In late 2013, Palantir raised money at a $9 billion valuation - but despite this, very little information about the company is publicly available.
The company's website alludes to "augmenting human intelligences," and claims to have produced the "world's best experience for working with data." Thanks to a private document produced at the time of its 2013 funding round seen by TechCrunch, we now know what that means in real terms.
Palantir provides data analysis solutions for its customers, focusing in three areas: Government, finance, and legal research. The company offers customers advanced search tools that allow them to make sense of vast quantities of complex data without requiring any coding expertise.
Previously, a government agency would have had to hire specialist engineers to analyse the data Palantir is designed for. Thanks to the tools Palantir offers, anyone can dig in to petabytes of data, using natural language queries.
Peter Thiel, a co-founder of PayPal, is also a Palantir co-founder. Four out of Palantir's five-person management team previously worked at PayPal - and the company claims to draw upon this wealth of knowledge for its fraud-detection algorithms.
There's also several success stories included - most notably, that Palantir was instrumental in bringing down disgraced banker Bernie Madoff. "A firm hired by the Securities Investment Protectino Corporation used Palantir's software to sort through the mountains of data, over 40 years of records, to convict Ponzi schemer Bernie Madoff," TechCrunch reports. The software is so advanced that it was able "to construct a story around key events... in just a couple of hours."

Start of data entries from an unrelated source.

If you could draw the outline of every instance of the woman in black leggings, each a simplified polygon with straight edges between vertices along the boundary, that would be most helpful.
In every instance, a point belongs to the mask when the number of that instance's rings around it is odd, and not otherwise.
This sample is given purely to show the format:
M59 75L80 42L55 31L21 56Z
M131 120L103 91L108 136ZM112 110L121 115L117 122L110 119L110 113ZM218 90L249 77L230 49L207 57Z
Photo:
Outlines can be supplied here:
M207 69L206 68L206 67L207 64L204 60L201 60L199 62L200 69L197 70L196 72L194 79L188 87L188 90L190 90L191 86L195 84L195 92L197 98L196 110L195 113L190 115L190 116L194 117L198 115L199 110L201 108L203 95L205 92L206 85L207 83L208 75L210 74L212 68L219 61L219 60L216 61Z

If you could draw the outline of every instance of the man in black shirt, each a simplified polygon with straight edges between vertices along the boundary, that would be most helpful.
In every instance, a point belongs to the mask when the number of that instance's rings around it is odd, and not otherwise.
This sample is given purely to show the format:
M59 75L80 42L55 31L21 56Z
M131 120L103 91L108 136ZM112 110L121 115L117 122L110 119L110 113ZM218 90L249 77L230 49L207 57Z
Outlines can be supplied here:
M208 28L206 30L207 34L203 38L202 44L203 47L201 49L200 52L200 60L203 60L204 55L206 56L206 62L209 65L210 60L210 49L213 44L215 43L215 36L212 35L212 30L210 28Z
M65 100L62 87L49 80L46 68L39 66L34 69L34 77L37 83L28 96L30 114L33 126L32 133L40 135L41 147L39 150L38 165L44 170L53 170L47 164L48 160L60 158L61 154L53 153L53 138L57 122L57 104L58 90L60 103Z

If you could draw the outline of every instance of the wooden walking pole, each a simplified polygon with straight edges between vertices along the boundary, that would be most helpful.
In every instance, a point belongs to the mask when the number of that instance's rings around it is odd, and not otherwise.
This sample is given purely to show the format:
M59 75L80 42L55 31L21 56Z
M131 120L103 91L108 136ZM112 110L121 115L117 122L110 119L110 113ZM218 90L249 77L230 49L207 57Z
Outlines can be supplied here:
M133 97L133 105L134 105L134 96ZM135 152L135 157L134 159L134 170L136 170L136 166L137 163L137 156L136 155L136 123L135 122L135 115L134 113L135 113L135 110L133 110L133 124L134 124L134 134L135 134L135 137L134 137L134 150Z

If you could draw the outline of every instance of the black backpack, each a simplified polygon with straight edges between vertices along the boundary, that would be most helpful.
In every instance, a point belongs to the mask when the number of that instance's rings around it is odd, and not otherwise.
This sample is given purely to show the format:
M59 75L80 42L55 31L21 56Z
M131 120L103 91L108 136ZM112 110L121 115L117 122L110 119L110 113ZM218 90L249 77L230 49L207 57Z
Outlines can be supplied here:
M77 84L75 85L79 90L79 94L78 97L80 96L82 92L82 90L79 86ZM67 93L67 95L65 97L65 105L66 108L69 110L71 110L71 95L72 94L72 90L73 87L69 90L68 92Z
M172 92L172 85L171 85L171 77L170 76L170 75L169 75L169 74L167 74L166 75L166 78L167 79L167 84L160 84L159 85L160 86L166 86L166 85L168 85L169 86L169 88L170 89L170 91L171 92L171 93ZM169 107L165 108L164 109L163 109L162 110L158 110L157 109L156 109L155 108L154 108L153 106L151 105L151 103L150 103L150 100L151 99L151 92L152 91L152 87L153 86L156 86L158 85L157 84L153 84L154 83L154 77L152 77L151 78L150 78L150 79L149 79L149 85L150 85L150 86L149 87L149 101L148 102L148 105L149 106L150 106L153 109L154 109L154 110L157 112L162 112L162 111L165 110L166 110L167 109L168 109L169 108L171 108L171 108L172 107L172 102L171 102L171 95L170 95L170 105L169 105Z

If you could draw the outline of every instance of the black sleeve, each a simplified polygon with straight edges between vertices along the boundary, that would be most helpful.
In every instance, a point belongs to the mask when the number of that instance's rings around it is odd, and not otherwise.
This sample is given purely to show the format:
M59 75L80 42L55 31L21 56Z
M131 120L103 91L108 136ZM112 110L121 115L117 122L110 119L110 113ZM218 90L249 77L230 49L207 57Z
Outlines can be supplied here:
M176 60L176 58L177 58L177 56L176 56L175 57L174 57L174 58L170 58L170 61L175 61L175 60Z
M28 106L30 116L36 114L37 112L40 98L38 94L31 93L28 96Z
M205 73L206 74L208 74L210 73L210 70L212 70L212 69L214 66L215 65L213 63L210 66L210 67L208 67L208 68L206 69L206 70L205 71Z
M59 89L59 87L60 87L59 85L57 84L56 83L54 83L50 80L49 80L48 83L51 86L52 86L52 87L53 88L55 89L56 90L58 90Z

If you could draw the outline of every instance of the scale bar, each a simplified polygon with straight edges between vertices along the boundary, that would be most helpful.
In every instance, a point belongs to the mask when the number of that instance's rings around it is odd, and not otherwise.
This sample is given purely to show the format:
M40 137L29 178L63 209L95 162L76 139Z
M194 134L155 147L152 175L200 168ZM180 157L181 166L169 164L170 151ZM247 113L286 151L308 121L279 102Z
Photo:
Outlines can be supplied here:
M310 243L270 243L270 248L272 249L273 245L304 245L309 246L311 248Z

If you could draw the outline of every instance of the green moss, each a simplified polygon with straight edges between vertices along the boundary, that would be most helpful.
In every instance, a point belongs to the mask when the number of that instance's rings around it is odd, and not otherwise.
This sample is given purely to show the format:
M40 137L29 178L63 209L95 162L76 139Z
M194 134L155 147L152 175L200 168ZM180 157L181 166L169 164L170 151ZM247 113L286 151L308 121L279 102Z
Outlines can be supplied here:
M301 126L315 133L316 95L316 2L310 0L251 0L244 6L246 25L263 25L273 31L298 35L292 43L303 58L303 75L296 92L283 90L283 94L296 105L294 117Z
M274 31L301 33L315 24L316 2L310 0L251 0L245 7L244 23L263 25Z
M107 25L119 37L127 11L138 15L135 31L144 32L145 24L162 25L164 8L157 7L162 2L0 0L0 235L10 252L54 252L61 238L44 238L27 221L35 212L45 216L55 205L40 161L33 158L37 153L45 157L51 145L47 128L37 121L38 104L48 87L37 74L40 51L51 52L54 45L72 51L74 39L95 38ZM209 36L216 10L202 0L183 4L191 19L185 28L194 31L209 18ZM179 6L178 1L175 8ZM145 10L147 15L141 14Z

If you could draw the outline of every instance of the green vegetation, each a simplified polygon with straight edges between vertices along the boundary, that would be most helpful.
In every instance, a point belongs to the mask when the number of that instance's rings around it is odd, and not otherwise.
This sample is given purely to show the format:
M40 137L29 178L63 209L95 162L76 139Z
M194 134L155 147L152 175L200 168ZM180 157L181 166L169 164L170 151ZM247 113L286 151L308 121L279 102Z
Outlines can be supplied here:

Here's another example of how it's used:
The Pentagon used the software to track patterns in roadside bomb deployment and was able to conclude that garage-door openers were being used as remote detonators. With Palantir, the Marines are now able to upload DNA samples from remote locations and tap into information gathered from years of collecting fingerprints and DNA evidence. The results are returned almost immediately. Without Palantir, the suspects would have already moved onto a different location by the time the field agents received the results.
We've previously known that the company's software was licensed by government bodies - including the NSA, FBI and CIA - but we now know who else pays for Palantir's services. There's more than a dozen US Government clients, including the Marine Corps, the Air Force, Special Operations Command, the National Centre for Missing and Exploited Children, and the LAPD.
Palantir's been praised by its customers. One LAPD officer says that it's "brought great success" and "supports the cops on the streets and the officers doing investigations." A former marine who now works for a military contractor said Palantir is "the combination of every analytical tool you could ever dream of. You will know every single bad guy in your area." And 96% of Palantir users with the US Army in Afghanistan also reportedly said they prefer it to the Army's in-house data analysis tools.